Top tips for a cyber-safe Christmas:
- Build strong cyber resilience: It is important to actively learn from your experiences so that you can build a stronger resilience against cyber-attacks. Actively testing the effectiveness of security controls will help you to adapt to risks before they materialise. By undertaking regular CREST penetration tests, you can uncover and patch weaknesses in your security defences, applications and network before they can expose you to malicious attacks.
- Mobile management policies: If your staff work on the move or remotely, devices should be encrypted and policies should be in place to protect critical company data (in case a device is lost or compromised). Solutions such as Meraki’s MDM allow you to wipe sensitive information from mobile devices if needed. This gives you peace of mind that you have control over corporate information.
- Find out if your employees are naughty or nice: Are you confident that your employees would not fall for phishing scams? Well, with phishing simulation services, you can find out! Phishing awareness is especially important around the festive period, as scams are more prevalent and employees often drop their guard during the ‘christmas-wind-down’. Regular phishing simulation tests are a good way to test scam awareness. It is a chance to identify your security weaknesses and test the effectiveness of your employee training in a real-life scenario. Phishing emails can be tailored specifically to your business, they can appear to be from your CEO, IT Manager, suppliers or even big-name brands like Amazon. If employees are duped into downloading the faux-malicious file, their clicks will be tracked and and they will be directed comprehensive phishing awareness training and videos.
- Last Christmas, I gave you my… password! When it comes to password policies, employees need to avoid pet names, their date of birth, family names, their favourite holiday destination… the list goes on. Although a simple birthday post may seem harmless enough, hackers can to glean a huge amount of information from your social media accounts. The moral of the story is; do not overshare online, keep accounts private and use unique and randomised passwords for every account. To reduce the risk of your employees using weak and recycled passwords, you can introduce a company-wide password manager. Password managers such as LastPass allow you to run reports to identify staff who are not following password best practice.
- Build an incident response plan: Although a cyber-breach is most certainly not on your Christmas list, it is important to prepare for the worst case scenario. How thoroughly you respond to a breach can often mean the difference between a minor disruption and completely going out of business. To minimise business downtime and critical data loss, you must have a tried and tested plan in place. This not only helps to keep your business operational, it also means that you waste no time in reporting a breach to the ICO.

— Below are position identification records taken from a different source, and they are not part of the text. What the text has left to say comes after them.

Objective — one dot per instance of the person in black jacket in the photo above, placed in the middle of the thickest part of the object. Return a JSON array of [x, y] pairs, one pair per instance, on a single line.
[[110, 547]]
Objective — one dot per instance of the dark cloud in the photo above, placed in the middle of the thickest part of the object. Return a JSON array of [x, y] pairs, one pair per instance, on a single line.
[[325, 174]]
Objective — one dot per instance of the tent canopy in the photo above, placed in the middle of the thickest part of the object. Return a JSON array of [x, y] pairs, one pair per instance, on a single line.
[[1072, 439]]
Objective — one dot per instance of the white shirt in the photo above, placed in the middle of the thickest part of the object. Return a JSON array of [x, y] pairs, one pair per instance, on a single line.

- Email security controls: As our email accounts are one of our most important digital assets, we cannot depend on the bare minimum security controls to keep them protected. Unfortunately, many businesses are still depending on bare minimum-security features offered by email providers such as Office365 to safeguard corporate accounts. However, as email continues to be the number one cyber-attack vector across the globe (especially during the festive period), businesses need to be strengthening their email security measures to prevent the risk of being compromised. This should involve enforcing anti-spoofing controls, being able to identify malicious emails and preventing large transfers of data.
- Assemble a strong and reliable security team: In order to proactively mitigate cyber-threats, you must have the appropriate expertise to tackle the ever-changing threat landscape. Although some businesses may lack the financial means to fund a full-time Cyber Security professional, outsourcing to a specialist security company can be a more budget-friendly option. By having the support of Cyber Security experts, you can rest assured that you are doing all you can to protect the integrity of your business critical data.

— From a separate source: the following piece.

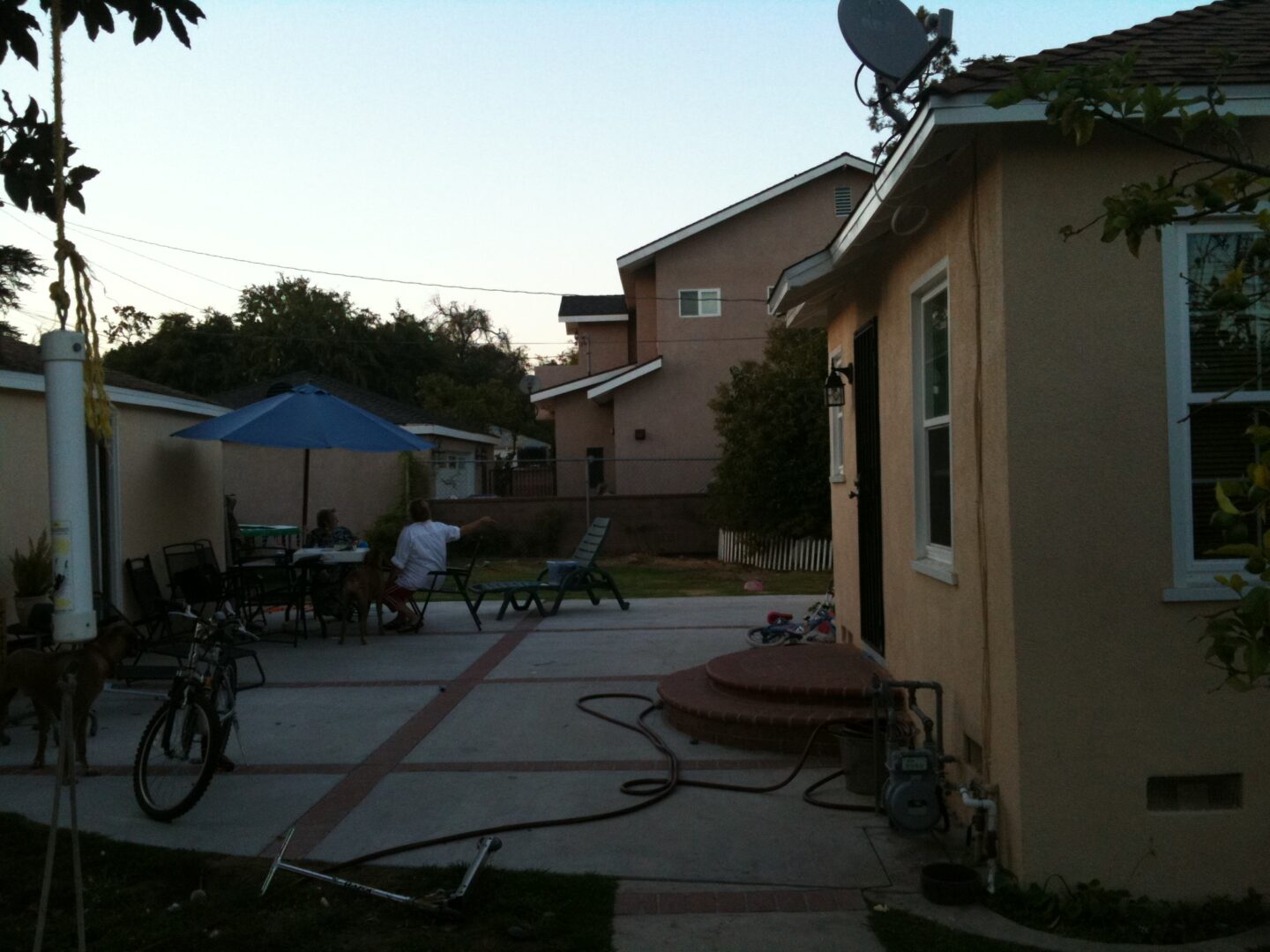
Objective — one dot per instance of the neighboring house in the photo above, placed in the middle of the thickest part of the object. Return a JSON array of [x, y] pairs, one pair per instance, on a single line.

- BYOD Policies: In the wake of the pandemic earlier this year, many companies were forced to allow the use of personal devices for business use. However, in order to reduce the risk of data loss, device compromise or a network breach, your company needs to establish an effective BYOD security protocol. This should involve mandating software is up-to-date, installing security controls, encrypting data and ensuring you can remotely wipe the device if it is stolen or breached. It is important to promote a culture which is focused around Cyber Security best practice, in order to ensure employees are following the necessary procedures.